Nissen in his editorial provides a handy time line of all these events and lists the various failures of both government regulation and professionalism. I would add to his list the continued miseducation of both the physicians and the general public that the "answer" to Type 2 diabetes is better glucose control. (If you don't think this is the general impression, watch all the ads on daytime TV for glucose monitors, paid for by Medicare despite repeated evidence that home monitoring of Type 2 diabetes not treated with insulin does nothing to improve patient outcomes.) Starting with the massive UKPDS trial many years ago, several large studies have shown that unfortunately, tighter control of blood glucose does nothing to prevent the major complications of Type 2 diabetes, which are heart attack, stroke, and vascular conditions such as those leading to amputation of limbs.

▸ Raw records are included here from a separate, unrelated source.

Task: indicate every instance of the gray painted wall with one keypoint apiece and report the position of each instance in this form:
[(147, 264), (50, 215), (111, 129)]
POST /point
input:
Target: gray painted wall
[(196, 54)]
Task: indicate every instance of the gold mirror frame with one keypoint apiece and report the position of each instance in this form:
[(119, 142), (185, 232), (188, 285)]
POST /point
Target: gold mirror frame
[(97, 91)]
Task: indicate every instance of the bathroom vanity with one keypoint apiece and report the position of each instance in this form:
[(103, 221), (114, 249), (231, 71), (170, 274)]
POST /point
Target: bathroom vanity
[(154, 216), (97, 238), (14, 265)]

By contrast, aggressive attention to other cardiovascular risk factors, such as controlling blood pressure, and at least one drug, an old generic, metformin, can reduce the cardiovascular risk significantly.

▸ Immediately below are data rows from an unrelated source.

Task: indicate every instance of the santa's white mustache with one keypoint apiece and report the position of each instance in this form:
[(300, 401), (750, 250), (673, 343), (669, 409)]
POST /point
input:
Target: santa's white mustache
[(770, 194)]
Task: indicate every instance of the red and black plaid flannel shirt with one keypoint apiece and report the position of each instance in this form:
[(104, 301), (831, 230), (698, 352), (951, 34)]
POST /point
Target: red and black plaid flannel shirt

So, if the scientific evidence says forget about close monitoring and tight control of blood sugar in Type 2 diabetes, why are both physicians and patients still so fixated on blood sugar? Well, if GSK is busy marketing a drug that lowers blood sugar, but that just so happens actually to increase cardiovascular risk, you'd expect a marketing campaign that says a lot about the importance of lowering blood sugar and keeps mum about real strategies for reducing cardiovascular risk. The fact that rosiglitazone once sold $3.3B worth of drug is good evidence of the resulting miscommunication--the glitazone drugs were never supposed to be first-line drugs for diabetes even under the best of circumstances, and if that much was sold, it could only be because what truly works for diabetes was completely distorted in the minds of most physicians.
I don't mean to say that it's solely on GSK's head that docs are bonkers about what really works for Type 2 diabetes. Clearly we all want to believe that diabetes = sugar--isn't that what all of us learned on our mother's knees?--and we don't want to believe evidence to the contrary no matter how high it piles up. However, it's one thing when this bias works all by itself, and quite another when millions of marketing dollars are spent to further convince us that what is untrue is true, thereby reinforcing the bias in spades. Even if we aggressively started today we will be years reversing this massive misinformation campaign.

Nissen SE. The rise and fall of rosiglitazone [editorial]. European Heart Journal, published online Feb. 12, 2010; doi 10.1093/eurheartj/ehq016.

NOTE ADDED 3/1/10: The original version of this post contained a typo that distorted the meaning; that typo has now been corrected. Sorry!

1 comment:

Marilyn Mann said...

For your readers who don't have access to European Heart Journal, Jack Friday has posted Table 1 from Dr. Nissen's editorial, which lists the key events in the Avandia story.